Columbia “doubling down” on a Hamas-supporting professor shows its leadership do not want to stop “radicalizing kids,” according to one professor who quit in disgust.
Columbia Business School’s Avi Friedman resigned after the school announced Professor Joseph Massad will teach a course on Zionism, called “Palestinian and Israeli Politics and Societies,” this spring.
Massad previously called Hamas Oct. 7th terror attack on Israel “astounding” and “awesome,” leading to accusations of him condoning and supporting terrorism — but the university has stood by him since.
Massad has been a tenured professor at Columbia since 1999, but his latest appointment confirms moves the university’s efforts to combat antisemitism were merely performative in Friedman’s eyes.
“They appointed this committee on anti-Semitism, and I don’t know what they came up with.” Friedman told The Post in his first interview since leaving.
“I don’t think the change is coming from inside. The inside is completely hollowed out, and it’s full of people that do not want to change.”
“When they gave Massad the class to teach on Zionism… that was deliberate… There are smart people sitting in a room and saying actually this is fine.”
Friedman, an award winning professor, cites mismanagement of the pro-Palestine encampment in the quad and a general lack of civil dialogue as contributing factors to his departure from the Ivy League school.
But the new class for Massad, whose title is Professor of Modern Arab Politics and Intellectual History, was a step too far.
Friedman said it “represents a deliberate choice which aligns with the university’s ideology,” and “represents a complete abandonment of academic integrity and unbiased scholarship,” in his scathing open letter to interim university president Katrina Armstrong announcing his departure from the school.
“You have these university professors that are radicalizing kids,” Friedman added to The Post. “Tenured professors have this particular, usually very progressive worldview… [and] they have been teaching this oppressor-versus-oppressed mindset for years.
“I was disappointed when the university just kept making bad reactive choices,” Friedman said. “They reacted poorly and slowly to everything that was coming at them…. They seem to be paralyzed.”
Columbia responded to outrage over Massad with a statement pointing out his class is limited to 60 students and is not a required course.
They also claimed “[Columbia has] taken decisive actions to address issues of antisemitism, including by strengthening and clarifying our disciplinary processes.”
However, the statement was the final straw for Friedman.

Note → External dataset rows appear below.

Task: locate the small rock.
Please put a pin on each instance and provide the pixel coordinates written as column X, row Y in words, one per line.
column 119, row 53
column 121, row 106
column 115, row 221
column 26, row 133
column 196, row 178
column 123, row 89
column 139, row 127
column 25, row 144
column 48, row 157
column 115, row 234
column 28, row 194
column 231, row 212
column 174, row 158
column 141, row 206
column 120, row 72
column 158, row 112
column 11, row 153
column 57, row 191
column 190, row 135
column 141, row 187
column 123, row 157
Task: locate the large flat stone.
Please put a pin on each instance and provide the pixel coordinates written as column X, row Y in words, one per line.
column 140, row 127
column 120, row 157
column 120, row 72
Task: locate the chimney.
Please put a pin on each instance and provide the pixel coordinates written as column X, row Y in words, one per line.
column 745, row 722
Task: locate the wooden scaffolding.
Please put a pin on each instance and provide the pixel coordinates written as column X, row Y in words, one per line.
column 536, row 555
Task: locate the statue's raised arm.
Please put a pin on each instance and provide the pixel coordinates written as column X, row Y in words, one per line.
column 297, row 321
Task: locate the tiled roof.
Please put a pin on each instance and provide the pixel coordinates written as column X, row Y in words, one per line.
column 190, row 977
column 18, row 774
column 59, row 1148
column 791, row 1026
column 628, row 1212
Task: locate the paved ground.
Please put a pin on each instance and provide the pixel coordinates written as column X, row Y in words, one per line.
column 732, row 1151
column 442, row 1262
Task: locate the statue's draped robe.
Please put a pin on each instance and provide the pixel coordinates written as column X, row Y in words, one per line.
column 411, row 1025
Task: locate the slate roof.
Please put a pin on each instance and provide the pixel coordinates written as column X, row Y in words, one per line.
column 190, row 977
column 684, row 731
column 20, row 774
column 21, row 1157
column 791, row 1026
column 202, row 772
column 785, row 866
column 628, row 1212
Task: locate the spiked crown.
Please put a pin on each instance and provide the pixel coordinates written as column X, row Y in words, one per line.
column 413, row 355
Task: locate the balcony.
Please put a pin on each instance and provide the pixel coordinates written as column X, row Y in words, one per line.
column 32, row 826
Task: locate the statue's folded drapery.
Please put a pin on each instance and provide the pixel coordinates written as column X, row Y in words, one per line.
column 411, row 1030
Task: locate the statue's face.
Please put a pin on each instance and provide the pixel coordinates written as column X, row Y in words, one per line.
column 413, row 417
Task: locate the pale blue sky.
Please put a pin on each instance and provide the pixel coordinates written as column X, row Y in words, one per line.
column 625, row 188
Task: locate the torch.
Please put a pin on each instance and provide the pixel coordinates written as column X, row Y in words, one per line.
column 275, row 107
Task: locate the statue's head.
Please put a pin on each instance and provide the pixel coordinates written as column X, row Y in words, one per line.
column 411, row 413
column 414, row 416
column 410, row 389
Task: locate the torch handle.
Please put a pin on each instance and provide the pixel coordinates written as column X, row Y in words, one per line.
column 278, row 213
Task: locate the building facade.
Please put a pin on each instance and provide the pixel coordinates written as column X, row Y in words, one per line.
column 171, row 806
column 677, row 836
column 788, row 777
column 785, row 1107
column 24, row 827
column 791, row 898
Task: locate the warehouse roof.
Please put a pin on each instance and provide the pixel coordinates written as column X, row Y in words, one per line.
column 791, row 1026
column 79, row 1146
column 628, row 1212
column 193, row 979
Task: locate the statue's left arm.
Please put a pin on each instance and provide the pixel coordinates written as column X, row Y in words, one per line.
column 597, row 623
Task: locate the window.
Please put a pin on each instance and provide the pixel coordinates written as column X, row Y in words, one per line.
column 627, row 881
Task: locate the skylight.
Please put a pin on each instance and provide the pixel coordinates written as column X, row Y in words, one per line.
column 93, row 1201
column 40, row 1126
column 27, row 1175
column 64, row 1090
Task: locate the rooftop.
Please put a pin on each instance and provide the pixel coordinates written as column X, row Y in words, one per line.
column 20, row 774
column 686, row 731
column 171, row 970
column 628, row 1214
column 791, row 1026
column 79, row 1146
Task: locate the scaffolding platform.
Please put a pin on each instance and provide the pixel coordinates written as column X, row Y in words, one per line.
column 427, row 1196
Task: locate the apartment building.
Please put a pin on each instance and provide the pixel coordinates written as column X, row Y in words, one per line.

“When they were challenged on it, and they said… it’s not a required course, blah blah blah — the decision was bad, and then doubling down on it just made it worse,” Friedman said. “That was when they lost me.”
Friedman wrote in his letter to Armstrong that this move proved “Columbia’s values are fundamentally incompatible with my own.”
“We have established a centralized Office of Institutional Equity to address all reports of discrimination and harassment, appointed a new Rules Administrator, and strengthened the capabilities of our Public Safety Office.
“We will continue and build on this essential work to combat antisemitism and ensure the safety and wellbeing of our students, faculty, and staff,” a spokesperson for the university said.
Freidman left Columbia after four years as an adjunct professor. He had taught second-year MBA students a course called The Credit Superhighway. Previously he was senior advisor at Davidson Kempner Capital Management, where he oversaw $37 billion in assets.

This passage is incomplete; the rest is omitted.